"Logan": Movie Review
Eight times over the past seventeen years, Hugh Jackman has played Wolverine, but the ninth is his last; he’s hanging up his adamantium claws for good. Fortunately for us (and him, I suppose) Jackman decided to go out with a bang and offer up his best performance yet. Heck, it may actually be (with the possible exception of his haunting turn in 2013’s Prisoners) the best work of his career.
Surprising, right? An actor doing noteworthy dramatic work in a comic book movie? But make no mistake—Logan is not your normal comic book movie. There’s nary a cape or mask to be seen, and far more emphasis is put on the man and his internal demons than on the action and crime-fighting.
The story gets underway in 2029; Logan is the last of a dying (or dead) breed. No new mutants have been born in the past 25 years, and he and Professor Charles Xavier (Patrick Stewart) are all that remain of the old gang. He now whiles away the nighttime hours as a limo driver for hire in west Texas, and during the day he cares for the aged Xavier alongside mutant-tracker Caliban (Stephen Merchant). Logan is perpetually grumpy, and though he can still shred nefarious folk to pieces with his claws (as demonstrated in the film’s first scene), his verve, his mojo and his health are all fading.

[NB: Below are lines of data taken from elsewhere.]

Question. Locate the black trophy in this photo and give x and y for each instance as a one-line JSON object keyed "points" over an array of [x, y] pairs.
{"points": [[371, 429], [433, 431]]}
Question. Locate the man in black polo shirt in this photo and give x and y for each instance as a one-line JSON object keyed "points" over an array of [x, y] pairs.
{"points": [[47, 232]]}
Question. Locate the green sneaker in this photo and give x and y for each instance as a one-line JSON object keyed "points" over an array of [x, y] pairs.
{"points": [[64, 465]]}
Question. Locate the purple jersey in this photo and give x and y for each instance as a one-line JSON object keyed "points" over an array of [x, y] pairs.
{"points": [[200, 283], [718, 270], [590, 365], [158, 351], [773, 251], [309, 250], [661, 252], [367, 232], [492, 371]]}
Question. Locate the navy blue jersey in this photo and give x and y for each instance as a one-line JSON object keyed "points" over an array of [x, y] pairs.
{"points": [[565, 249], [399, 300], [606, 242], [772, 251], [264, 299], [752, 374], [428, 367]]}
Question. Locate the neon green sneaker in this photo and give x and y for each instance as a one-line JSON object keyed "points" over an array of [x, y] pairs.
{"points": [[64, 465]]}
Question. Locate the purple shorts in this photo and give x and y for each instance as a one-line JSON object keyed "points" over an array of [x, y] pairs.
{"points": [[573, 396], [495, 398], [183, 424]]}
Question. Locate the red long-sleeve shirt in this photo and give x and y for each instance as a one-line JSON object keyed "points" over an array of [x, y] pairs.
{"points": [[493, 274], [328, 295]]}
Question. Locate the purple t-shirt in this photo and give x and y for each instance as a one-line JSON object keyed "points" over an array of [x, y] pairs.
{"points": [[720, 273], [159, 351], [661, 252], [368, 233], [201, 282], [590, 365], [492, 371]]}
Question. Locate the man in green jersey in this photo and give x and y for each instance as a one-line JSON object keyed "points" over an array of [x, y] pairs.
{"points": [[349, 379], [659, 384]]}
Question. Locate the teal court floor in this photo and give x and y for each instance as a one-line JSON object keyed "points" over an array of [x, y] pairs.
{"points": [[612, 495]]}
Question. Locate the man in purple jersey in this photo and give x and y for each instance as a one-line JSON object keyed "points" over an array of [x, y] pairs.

Just as Logan seems content to quietly live out the remainder of his days without any more conflict, a young girl named Laura (Dafne Keen) enters the picture. And she has adamantium claws of her own. I’ll refrain from telling who she is or where she came from (though X-Men scholars, no doubt, are well-aware), but suffice to say her abilities are enough to get Logan and Xavier headed out on a road trip to North Dakota, home of a fictional mutant safe house the girl is hoping to reach. (Fictional, because Laura read about it in X-Men comic books. Meta-humor for the win!)
There are, of course, bad guys, led by bounty hunter Donald Pierce (the exceptional Boyd Holbrook), and naturally Logan does everything he can to stay one step ahead of them. Eventually, however, the chase comes to a bloody and ultra-violent end in the Badlands.
Director and co-writer James Mangold, who also helmed 2013’s The Wolverine, certainly goes all-out in the hyper-violence department; Logan is arguably the most bloody and intense superhero movie yet (save last year’s comically over-the-top Deadpool, but there’s much, much more going on than just Logan (and Laura) slicing-and-dicing people with their scissorhands.
Logan is, first and foremost, about Wolverine’s struggles with his place in the world. He’s been on the Earth for the better part of 140 years, and he’s wearing down. Jackman puts his all into the performance, giving us anything but a typical superhero. He’s beaten and haggard. Every violent outburst is quickly followed by a moment of catching his breath and trying to recover from the physical toll his body is undergoing. It’s rich, multi-layered work, giving the film a depth not usually associated with the Marvel Universe.
The X-Men franchise will go on, including the upcoming Deadpool sequel (which is teased in a funny pre-film short), but Jackman has said that he’s done. And it’s hard to think of a better way for him to go out.